Hobby Lobby, a 77,000-square-foot retail paradise for crafters, artists, scrapbookers, decorators, photographers and lots of other types of hobbyists, will open its new location in Morgan Hill in August.
The new store will move into the space that was occupied until 2008 by Mervyns at Cochrane Plaza on Cochrane Road.
Hobby Lobby is a privately held national retail chain based in Oklahoma City, Okla. The company, which was founded in a garage in 1970 as a picture-framing business, has about 500 stores nationwide which average about 55,000-square-feet in size, according to company spokesman Vincent Parker.
The company has bucked retail trends set throughout the country the last two years by expanding at a rapid pace, according to a press release from Hobby Lobby.
The retail hobby store supplies markets in Morgan Hill and in Stockton – where another new Hobby Lobby is scheduled to open this summer.
“We feel that the market is underserved and that we can bring a very unique shopping experience to the area,” Parker said. “We are looking forward to becoming part of the community.”
The store offers about 65,000 crafting and home decor products.
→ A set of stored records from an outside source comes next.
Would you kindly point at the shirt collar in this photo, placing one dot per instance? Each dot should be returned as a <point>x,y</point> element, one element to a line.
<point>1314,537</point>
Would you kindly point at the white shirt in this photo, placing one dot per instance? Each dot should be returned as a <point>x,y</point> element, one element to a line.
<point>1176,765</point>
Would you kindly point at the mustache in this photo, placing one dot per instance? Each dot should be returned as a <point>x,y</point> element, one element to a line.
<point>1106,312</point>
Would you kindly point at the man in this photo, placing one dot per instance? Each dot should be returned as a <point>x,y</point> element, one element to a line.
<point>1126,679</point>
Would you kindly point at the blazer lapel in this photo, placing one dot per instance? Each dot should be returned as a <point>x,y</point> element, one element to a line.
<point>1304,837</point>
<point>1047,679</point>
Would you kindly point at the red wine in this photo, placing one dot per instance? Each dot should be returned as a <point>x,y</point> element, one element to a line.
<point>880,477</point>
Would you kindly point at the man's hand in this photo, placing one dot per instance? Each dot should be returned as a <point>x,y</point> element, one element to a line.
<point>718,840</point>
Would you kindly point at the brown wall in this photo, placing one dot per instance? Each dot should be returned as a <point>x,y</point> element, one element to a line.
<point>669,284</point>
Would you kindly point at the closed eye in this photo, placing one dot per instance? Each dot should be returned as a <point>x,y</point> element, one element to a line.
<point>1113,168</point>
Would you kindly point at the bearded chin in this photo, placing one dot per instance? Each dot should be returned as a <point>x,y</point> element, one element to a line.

Departments include floral, fabric, needlework, picture framing, baskets, home accents, arts and crafts, wearable art, jewelry and scrapbooking supplies.
The store made about $2 billion in sales in 2008, the latest year for which data is available on the Hobby Lobby website.
The new store in Morgan Hill will open up 35 to 50 new jobs, paying $13 an hour for full-time positions and $9 an hour for part-timers, Parker said. The company will begin recruiting in Morgan Hill and surrounding areas when the store is closer to opening.
City Hall isn’t expecting a major boost in sales tax revenues when the store opens, but Mayor Steve Tate noted that “every little bit helps.”
In 2011, the city collected about $1.1 million in “general retail” sales tax revenues, according to city staff. That category includes non-grocery merchandise sold by stores like Target, Walmart, and smaller, independently owned businesses.
He added that filling the cavernous space formerly occupied by Mervyns is perhaps a bigger step for the city. Attracting a new tenant has been part of the city’s economic development strategy since Mervyns declared bankruptcy in 2008.
Beth Wyman, who was shopping at the Jo-Ann craft store at Tennant Station in Morgan Hill for fabric Friday, said her grandchildren will probably shop at Hobby Lobby. The teenagers are now interested in “digital stuff on the computer,” and when they were younger played with toys and “doo-dads” that required assembly.
Wyman, a Morgan Hill resident, said she shops at the local Jo-Ann store “a couple times a month,” mainly to pick up yarn, knitting supplies, thread to repair torn clothing, and crocheting supplies.
Another customer at Jo-Ann Friday, Michawn Giovannoni of Morgan Hill, said she will probably not shop at Hobby Lobby because it’s on the opposite side of town from where she lives. Plus, she feels that Jo-Ann is a “more local” store.
“I would rather keep putting money in this store,” said Giovannoni, who crochets and buys fabric and yarn at Jo-Ann.
And while Hope Nunez, of Morgan Hill, is recently retired and “just beginning with craft things,” she said she would consider shopping at the new hobby supplies superstore.
Nunez has been considering taking up jewelry-making, painting and other art forms since she retired.
Shopping at Hobby Lobby might give Nunez even more options, as the store claims to have “the widest variety of crafting supplies you will find in one location,” according to a press release from the company.
Hobby Lobby also has its own manufacturing facilities in Oklahoma City (though not all the store’s merchandise is manufactured in the United States).
The chain has grown rapidly the last two years, according to Parker. In 2010, Hobby Lobby opened 26 new stores, and in 2011 opened 33 new stores. Before the end of 2012, they hope to open 34 stores this year.